We’ll get a few other values from the run to annotate the plot. This uses pandas - see the section above for more about that.

[11]:

# Get the first values from four channels measuring voltage
electr = run.select('SA3_XTD10_PES/MCPS/MPOD', 'channels.U20[0123].measurementSenseVoltage').get_dataframe()
electr_voltages = electr.iloc[0].sort_index()
electr_voltages

[11]:

SA3_XTD10_PES/MCPS/MPOD/channels.U200.measurementSenseVoltage   -0.101792
SA3_XTD10_PES/MCPS/MPOD/channels.U201.measurementSenseVoltage   -0.111782
SA3_XTD10_PES/MCPS/MPOD/channels.U202.measurementSenseVoltage   -0.106823
SA3_XTD10_PES/MCPS/MPOD/channels.U203.measurementSenseVoltage   -0.107910
Name: 128146446, dtype: float32

[12]:

gas_interlocks = run.select('SA3_XTD10_PES/DCTRL/*', 'interlock.AActionState').get_dataframe()

# Take the first row of the gas interlock data and find which gas was unlocked
row = gas_interlocks.iloc[0].sort_index()
print(row)
if (row == 0).any():
    key = row[row == 0].index[0]
    target_gas = re.search(r'(XENON|KRYPTON|NITROGEN|NEON)', key).group(1).title()
else:
    target_gas = 'No gas'

SA3_XTD10_PES/DCTRL/V30300S_NITROGEN/interlock.AActionState    1
SA3_XTD10_PES/DCTRL/V30310S_NEON/interlock.AActionState        0
SA3_XTD10_PES/DCTRL/V30320S_KRYPTON/interlock.AActionState     1
SA3_XTD10_PES/DCTRL/V30330S_XENON/interlock.AActionState       1
Name: 128146446, dtype: uint32

Now we can average the spectra across the trains in this run, and plot them.

[13]:

x = np.linspace(0, 0.0005*nsamples, nsamples, endpoint=False)

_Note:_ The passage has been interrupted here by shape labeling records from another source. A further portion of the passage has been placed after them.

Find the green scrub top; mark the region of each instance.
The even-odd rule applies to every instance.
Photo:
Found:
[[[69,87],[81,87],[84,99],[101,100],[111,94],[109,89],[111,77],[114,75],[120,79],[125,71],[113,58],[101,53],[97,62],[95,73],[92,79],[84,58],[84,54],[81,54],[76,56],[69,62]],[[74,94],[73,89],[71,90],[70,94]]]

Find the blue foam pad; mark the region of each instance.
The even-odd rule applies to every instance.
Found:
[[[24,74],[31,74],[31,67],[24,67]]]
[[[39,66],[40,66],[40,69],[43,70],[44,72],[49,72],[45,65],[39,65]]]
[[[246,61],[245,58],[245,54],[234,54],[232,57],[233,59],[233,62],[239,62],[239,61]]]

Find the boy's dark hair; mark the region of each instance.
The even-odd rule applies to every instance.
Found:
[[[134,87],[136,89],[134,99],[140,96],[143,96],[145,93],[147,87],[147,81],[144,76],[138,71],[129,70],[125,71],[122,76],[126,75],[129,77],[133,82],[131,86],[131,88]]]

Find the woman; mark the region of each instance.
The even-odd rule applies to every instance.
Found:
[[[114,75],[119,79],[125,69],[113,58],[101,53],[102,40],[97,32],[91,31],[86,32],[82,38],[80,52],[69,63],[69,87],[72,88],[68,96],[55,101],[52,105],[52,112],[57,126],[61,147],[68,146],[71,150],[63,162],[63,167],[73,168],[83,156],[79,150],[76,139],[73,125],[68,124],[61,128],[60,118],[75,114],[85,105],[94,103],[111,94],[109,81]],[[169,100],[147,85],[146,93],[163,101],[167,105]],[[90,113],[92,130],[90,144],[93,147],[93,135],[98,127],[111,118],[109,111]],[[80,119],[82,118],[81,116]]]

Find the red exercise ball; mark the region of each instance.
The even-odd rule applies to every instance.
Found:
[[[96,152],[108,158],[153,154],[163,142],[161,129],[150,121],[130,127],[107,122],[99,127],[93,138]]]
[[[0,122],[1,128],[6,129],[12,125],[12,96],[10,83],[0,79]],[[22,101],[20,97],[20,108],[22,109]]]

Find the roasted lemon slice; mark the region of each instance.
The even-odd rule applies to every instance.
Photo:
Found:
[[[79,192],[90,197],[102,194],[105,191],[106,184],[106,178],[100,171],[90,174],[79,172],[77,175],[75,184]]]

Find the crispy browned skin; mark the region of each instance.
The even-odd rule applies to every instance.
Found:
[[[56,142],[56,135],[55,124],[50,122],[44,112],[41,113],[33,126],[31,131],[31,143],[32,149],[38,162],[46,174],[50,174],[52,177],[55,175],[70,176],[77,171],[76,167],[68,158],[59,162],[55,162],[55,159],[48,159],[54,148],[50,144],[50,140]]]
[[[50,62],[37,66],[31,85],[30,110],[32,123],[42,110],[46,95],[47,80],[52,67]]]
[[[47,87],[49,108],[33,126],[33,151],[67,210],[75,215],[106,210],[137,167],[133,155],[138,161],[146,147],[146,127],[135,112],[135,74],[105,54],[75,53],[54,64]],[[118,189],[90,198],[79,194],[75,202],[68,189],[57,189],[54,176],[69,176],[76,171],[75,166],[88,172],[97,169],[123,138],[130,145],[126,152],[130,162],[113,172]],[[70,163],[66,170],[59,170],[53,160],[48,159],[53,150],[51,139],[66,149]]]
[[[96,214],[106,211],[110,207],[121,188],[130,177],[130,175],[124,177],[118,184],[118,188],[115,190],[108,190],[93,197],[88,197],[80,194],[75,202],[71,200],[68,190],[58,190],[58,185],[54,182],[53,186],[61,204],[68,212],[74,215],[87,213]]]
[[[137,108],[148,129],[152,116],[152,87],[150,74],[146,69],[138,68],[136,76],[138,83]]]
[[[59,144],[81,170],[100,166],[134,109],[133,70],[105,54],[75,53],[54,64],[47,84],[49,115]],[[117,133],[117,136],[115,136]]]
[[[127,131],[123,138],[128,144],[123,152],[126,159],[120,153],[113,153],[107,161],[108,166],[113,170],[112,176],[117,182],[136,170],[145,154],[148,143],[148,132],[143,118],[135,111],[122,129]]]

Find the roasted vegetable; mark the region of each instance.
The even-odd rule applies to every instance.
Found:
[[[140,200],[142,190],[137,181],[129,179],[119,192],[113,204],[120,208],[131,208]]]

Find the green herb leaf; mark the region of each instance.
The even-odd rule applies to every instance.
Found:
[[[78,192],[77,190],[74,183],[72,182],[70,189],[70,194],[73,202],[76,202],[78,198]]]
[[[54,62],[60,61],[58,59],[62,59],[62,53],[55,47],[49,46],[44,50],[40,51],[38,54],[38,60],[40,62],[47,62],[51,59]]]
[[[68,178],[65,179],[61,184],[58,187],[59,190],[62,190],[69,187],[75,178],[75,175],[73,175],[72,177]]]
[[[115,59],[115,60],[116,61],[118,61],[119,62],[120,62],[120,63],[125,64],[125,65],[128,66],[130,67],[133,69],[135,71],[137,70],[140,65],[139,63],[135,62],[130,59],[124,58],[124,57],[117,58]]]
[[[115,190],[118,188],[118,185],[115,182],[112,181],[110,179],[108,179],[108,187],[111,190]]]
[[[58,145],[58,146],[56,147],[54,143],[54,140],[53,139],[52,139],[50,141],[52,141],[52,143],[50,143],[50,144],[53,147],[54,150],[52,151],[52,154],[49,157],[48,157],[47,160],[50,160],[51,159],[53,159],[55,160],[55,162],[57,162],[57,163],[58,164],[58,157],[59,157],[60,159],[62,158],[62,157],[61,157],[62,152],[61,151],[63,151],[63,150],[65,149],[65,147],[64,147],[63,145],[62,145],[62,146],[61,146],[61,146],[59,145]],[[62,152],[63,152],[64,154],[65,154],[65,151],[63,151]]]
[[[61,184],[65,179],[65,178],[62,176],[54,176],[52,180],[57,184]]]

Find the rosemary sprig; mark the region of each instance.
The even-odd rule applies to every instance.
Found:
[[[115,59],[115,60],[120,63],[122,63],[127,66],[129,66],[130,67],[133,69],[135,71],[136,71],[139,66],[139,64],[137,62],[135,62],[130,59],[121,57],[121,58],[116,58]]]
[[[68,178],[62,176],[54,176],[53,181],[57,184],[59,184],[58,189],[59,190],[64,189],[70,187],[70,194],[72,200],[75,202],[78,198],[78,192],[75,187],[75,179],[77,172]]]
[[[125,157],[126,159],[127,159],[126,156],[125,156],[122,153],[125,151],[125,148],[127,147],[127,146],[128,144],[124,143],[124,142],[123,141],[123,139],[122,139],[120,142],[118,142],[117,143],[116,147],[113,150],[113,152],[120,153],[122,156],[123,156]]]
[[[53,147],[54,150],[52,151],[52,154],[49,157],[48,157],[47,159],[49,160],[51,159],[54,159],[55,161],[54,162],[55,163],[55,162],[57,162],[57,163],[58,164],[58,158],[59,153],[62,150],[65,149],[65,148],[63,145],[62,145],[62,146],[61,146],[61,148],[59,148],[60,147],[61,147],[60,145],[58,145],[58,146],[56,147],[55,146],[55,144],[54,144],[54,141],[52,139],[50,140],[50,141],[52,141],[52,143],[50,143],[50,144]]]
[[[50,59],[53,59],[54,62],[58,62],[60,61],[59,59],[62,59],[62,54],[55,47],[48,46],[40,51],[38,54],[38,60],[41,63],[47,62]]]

fig, axes = plt.subplots(1, 2, figsize=(10, 4))
for ax, dataset, start_time in zip(axes, [data_n, data_e], [15.76439411, 15.76289411]):
    ax.plot(x, dataset.sum(axis=0))
    ax.yaxis.major.formatter.set_powerlimits((0, 0))
    ax.set_xlim(15.75, 15.85)
    ax.set_xlabel('time ($\mu$s)')

    ax.axvline(start_time, color='red', linestyle='dotted', label='Start time')
    ax.axvline(start_time + 0.0079, color='magenta', linestyle='dotted', label='Neon K 1s')
    ax.axvline(start_time + 0.041, color='black', label='Auger peak')
    ax.legend()

axes[0].set_title('Spectrometer 00 N')
axes[1].set_title('Spectrometer 04 E')
fig.suptitle('{gas};  900 eV; [A B C D] = [{voltages[0]:.1f} {voltages[1]:.1f} {voltages[2]:.1f} {voltages[3]:.1f}] V; run 67'
             .format(gas=target_gas, voltages=electr_voltages.values), y=1.05);

The spectra look different because the beam is horizontally polarised, so the E spectrometer sees a peak that the N spectrometer doesn’t.